To jest archiwalna wersja serwisu nj24.pl Tygodnika Nowiny Jeleniogórskie. Zapraszamy do nowej odsłony: NJ24.PL.

Bęsiu - przez chrześcijański rap do kariery

Bęsiu - przez chrześcijański rap do kariery

W tym tygodniu piszemy o utalentowanym soliście z Jeleniej Góry, który dopiero rozpoczyna współpracę z zespołem. Ma spore osiągnięcia, planuje tournee po Stanach Zjednoczonych. Jeszcze niedawno był na dnie. Jak twierdzi, spotkał Chrystusa i jego życie się odmieniło. Robi chrześcijański rap.

Łukasz Bęś ps. Bęsiu to chłopak po przejściach. Wpadł w złe towarzystwo, brał narkotyki. - To się tak pogłębiało. Ale po spotkaniu z Chrystusem w 2006 roku moje życie się odmieniło – mówi o sobie. Historia tego spotkania jest długa i zabrakłoby kilku stron maszynopisu by ją wyjaśnić. Pisaliśmy o tym przed rokiem w artykule Szukali, aż znaleźli (Nowiny Jeleniogórskie nr 40/08 z 30 IX 2008r.).

- Po tym zdarzeniu odkryłem swój talent – mówi. - Zobaczyłem, że chrześcijański rap to kierunek mojej drogi.
Rapuje o tym, że nie wstydzi się chwalić Boga, że to stwórca jest dla niego autorytetem.
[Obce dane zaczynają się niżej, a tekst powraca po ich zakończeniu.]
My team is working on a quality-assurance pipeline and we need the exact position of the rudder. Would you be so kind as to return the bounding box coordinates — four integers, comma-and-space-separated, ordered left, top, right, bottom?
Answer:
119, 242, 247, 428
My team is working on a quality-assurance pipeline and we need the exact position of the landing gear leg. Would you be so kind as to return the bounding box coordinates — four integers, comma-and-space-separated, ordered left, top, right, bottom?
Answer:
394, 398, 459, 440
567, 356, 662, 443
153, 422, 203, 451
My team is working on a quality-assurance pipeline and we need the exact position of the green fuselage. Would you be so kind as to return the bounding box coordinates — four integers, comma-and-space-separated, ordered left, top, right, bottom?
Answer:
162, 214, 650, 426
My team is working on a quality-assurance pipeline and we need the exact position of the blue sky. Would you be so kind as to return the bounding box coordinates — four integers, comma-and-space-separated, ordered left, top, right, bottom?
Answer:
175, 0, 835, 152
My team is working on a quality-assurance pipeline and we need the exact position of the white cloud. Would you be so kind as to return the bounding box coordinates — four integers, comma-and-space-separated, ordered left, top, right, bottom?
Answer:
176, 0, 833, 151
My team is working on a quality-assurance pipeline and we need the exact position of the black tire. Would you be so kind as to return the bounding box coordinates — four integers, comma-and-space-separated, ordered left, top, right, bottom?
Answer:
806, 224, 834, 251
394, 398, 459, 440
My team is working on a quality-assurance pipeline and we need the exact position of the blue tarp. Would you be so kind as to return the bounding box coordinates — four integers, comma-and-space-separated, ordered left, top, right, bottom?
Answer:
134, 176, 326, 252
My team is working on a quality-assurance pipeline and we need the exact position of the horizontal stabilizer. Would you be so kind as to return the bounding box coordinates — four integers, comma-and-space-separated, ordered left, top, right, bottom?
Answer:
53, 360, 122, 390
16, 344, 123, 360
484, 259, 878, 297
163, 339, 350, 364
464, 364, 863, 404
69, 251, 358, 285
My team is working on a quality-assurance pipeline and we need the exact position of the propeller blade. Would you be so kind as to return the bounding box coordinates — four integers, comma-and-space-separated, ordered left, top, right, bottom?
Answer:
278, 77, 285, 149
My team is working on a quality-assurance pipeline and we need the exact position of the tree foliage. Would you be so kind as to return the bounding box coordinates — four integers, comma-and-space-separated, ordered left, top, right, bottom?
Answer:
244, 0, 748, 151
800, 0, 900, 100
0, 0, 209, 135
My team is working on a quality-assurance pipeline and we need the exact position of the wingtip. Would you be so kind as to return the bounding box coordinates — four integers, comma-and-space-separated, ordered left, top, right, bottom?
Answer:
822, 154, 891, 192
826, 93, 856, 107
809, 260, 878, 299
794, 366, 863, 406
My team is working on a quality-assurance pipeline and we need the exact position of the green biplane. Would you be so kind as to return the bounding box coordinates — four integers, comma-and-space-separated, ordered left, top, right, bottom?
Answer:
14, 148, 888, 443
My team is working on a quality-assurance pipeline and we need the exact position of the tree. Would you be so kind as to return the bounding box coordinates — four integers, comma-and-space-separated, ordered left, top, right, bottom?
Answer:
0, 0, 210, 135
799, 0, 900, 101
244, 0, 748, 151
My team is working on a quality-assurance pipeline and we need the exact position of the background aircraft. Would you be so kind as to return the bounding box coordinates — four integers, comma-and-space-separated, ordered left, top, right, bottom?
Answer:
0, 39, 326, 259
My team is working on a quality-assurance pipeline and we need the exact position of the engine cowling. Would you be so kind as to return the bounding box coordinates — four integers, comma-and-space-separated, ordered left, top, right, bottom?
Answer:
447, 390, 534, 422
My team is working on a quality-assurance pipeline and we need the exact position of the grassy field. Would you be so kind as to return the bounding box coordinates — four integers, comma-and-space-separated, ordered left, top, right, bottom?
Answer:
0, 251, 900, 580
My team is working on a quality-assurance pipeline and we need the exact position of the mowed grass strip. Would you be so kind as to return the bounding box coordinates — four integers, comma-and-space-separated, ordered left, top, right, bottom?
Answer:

W ubiegłym roku wydał swoją debiutancką, podziemną płytę pt. Ostatnie słowo należy do Boga.

Jego kariera rozwinęła się po ubiegłorocznym przeglądzie Slot Art Festiwal w Lubiążu. - Poznałem Arciego, znanego chrześcijańskiego rapera – mówi. - Wystąpiliśmy razem na głównej scenie.

Następnego dnia festiwalu Bęsiu zagrał razem ze znanym w środowisku zespołem Rymcerze. Tworzą go dwaj muzycy Jonas i Hoody-be. Są Polakami, ale na co dzień mieszkają w Londynie. Mają własną wytwórnie. Wydali jedną płytę. Bęsiu miał tam udział incydentalny, drugą płytę przygotowują już razem.

Rymcerze już z Bęsiem w składzie występowali niedawno podczas Święta Gołębiarki we Wleniu, 29 sierpnia grają koncert w Warszawie na Pradze. Nie przeszkadza im też dzieląca ich na co dzień odległość. - Chłopaki tworzą bity, przysyłają mi je. W domu mam własne studio, dogrywam do tego zwrotkę i odsyłam im – wyjaśnia, jak powstają kolejne kawałki.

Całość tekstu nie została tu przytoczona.